TEMPO.CO, Jakarta - Indonesia Corruption Watch (ICW) menilai ada masalah serius dalam proses seleksi hakim adhoc Mahkamah Agung (MA). Masalah itu diduga menjadi penyebab masih adanya hakim adhoc yang yang terlibat suap. "Ada permasalahan serius terkait perekrutan hakim adhoc Tipikor," kata peneliti ICW Lalola Ester dihubungi Kamis, 30 Agustus 2018.
Baca: Mahkamah Agung Kesulitan Awasi Hakim di Luar Pengadilan
Menurut Lola, banyak figur yang tidak mumpuni dan tidak punya kredibilitas untuk dipilih jadi hakim adhoc. Namun, seringkali mereka dipaksakan untuk dipilih. Padahal, hakim adhoc yang memiliki kewenangan lebih berpotensi memperdagangkan posisi mereka.
Sebelumnya, Komisi Pemberantasan Korupsi (KPK) terbongkarnya kasus dugaan suap yang dilakukan Hakim Adhoc Pengadilan Negeri Medan Merry Purba. KPK mensinyalir Merry menerima suap sebesar Sing$ 280 ribu dari Direktur PT Erni Putra Terari Tamin Sukardi, terdakwa korupsi penjualan tanah negara senilai Rp 132 miliar. Uang itu diduga untuk mempengaruhi putusan majelis hakim yang menangani perkara Tamin.
Merry bukan hakim adhoc pertama yang terjerat dalam skandal suap dari terdakwa.

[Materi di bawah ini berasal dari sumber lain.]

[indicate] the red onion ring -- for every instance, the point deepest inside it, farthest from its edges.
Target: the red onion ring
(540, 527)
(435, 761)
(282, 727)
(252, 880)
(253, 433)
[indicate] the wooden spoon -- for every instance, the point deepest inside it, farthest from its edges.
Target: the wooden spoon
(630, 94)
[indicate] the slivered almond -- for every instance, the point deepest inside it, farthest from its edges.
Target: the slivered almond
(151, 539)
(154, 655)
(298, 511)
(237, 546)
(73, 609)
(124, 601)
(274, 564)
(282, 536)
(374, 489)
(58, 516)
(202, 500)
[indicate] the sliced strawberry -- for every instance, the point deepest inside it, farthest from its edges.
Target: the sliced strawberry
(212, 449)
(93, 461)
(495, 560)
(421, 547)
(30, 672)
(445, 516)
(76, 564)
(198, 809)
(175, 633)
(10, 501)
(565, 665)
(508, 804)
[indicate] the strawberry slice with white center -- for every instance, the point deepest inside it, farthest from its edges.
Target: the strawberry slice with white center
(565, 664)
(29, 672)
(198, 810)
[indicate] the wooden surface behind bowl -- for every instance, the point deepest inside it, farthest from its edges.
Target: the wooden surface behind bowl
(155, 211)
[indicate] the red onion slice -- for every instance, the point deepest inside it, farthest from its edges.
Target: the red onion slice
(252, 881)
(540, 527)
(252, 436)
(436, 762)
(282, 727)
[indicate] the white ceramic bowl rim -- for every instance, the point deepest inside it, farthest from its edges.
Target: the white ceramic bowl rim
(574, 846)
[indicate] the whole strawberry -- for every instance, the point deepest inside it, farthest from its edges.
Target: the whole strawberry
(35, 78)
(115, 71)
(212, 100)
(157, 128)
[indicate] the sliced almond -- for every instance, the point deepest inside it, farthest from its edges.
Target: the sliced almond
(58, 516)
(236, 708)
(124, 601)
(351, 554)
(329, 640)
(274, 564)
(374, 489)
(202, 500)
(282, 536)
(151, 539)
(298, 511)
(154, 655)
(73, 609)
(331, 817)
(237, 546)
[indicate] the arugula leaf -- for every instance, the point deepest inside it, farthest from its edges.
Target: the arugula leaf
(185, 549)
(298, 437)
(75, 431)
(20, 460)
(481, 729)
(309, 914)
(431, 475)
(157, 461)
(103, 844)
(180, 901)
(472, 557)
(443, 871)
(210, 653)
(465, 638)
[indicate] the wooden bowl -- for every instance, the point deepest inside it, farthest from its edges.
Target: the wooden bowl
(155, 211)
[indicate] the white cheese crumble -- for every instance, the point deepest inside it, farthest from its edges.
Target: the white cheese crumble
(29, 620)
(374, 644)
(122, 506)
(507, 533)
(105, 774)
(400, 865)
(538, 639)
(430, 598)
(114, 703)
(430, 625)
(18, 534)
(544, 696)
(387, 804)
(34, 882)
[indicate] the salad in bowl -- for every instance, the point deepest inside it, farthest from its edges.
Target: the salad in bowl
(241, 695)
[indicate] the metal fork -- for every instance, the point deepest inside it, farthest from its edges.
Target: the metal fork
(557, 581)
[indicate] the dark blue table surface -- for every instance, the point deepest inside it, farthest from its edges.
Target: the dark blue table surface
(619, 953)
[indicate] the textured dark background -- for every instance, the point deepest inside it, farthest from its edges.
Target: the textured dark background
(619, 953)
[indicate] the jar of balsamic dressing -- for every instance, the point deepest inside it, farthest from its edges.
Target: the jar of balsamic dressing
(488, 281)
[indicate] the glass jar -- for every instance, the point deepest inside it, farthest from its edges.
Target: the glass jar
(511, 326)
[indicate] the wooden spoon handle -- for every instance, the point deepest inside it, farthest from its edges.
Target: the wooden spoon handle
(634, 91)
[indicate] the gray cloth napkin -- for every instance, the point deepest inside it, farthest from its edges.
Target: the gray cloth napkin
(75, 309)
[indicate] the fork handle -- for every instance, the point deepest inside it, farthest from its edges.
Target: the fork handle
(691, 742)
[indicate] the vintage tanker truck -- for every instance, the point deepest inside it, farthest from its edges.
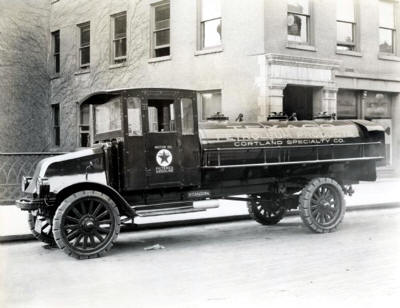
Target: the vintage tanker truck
(153, 157)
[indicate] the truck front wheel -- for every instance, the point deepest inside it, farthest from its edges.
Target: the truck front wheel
(86, 224)
(322, 205)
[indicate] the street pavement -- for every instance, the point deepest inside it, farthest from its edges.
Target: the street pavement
(232, 264)
(13, 222)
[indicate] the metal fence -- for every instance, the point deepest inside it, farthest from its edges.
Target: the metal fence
(12, 167)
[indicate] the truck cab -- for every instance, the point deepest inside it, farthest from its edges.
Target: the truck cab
(155, 133)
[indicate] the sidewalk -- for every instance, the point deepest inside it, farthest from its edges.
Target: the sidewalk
(384, 192)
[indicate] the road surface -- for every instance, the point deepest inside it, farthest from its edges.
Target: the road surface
(237, 264)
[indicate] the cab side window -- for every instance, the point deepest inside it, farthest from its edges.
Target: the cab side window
(187, 116)
(134, 116)
(161, 116)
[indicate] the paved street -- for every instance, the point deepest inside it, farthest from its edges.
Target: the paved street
(218, 265)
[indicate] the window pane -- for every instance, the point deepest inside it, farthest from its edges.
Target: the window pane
(298, 6)
(211, 104)
(85, 55)
(162, 38)
(120, 26)
(347, 104)
(297, 28)
(120, 48)
(211, 33)
(134, 116)
(345, 10)
(345, 32)
(386, 14)
(85, 115)
(161, 17)
(210, 9)
(56, 39)
(386, 40)
(85, 36)
(187, 116)
(108, 116)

Sebelumnya, tercatat lima hakim adhoc yang terjerat skandal suap, yakni Imas Diana Sari dari Pengadilan Hubungan Industri Bandung, Heru Kismandono dari Pengadilan Tipikor Pontianak, Kartini Marpaung dari Pengadilan Negeri Semarang, Mohammad Comel dari Pengadilan Tipikor Bandung, Toton dari Pengadilan Tipikor Bengkulu, dan Asma Dinata dari Pengadilan Tipikor Semarang.
Lalola mengatakan Mahkamah Agung perlu mengevaluasi seleksi hakim adhoc. Dia mengatakan MA perlu mengidentifikasi jumlah hakim yang sebenarnya diperlukan. Menurut dia selama ini MA belum memiliki analisis mengenai kebutuhan hakimnya. "Jumlah itu harus berangkat dari analisis," kata dia.
Menurut Lola mekanisme seleksi yang dilakukan MA sudah cukup baik, karena melibatkan partisipasi publik dan penilaian rekam jejak. Masalah di proses seleksi, kata dia, justru datang karena Mahkamah Agung sering memaksa meloloskan sejumlah hakim yang sebenarnya tidak layak. "Kalau tidak ada yang layak harusnya tidak usah dipilih sama sekali," kata dia.
Simak juga: Nama 2 Hakim PN Medan yang Dilepas KPK Bakal Direhabilitasi MA
Selain itu, menurut Lola Mahkamah Agung (MA) juga perlu melibatkan Komisi Yudisial dalam proses seleksi hakim adhoc. Peran lembaga di luar MA dalam seleksi, kata dia, penting untuk melakukan kontrol dan evaluasi. "Harus ada peraturan yang mengatur KY untuk melakukan evaluasi dan kontrol di MA," kata dia.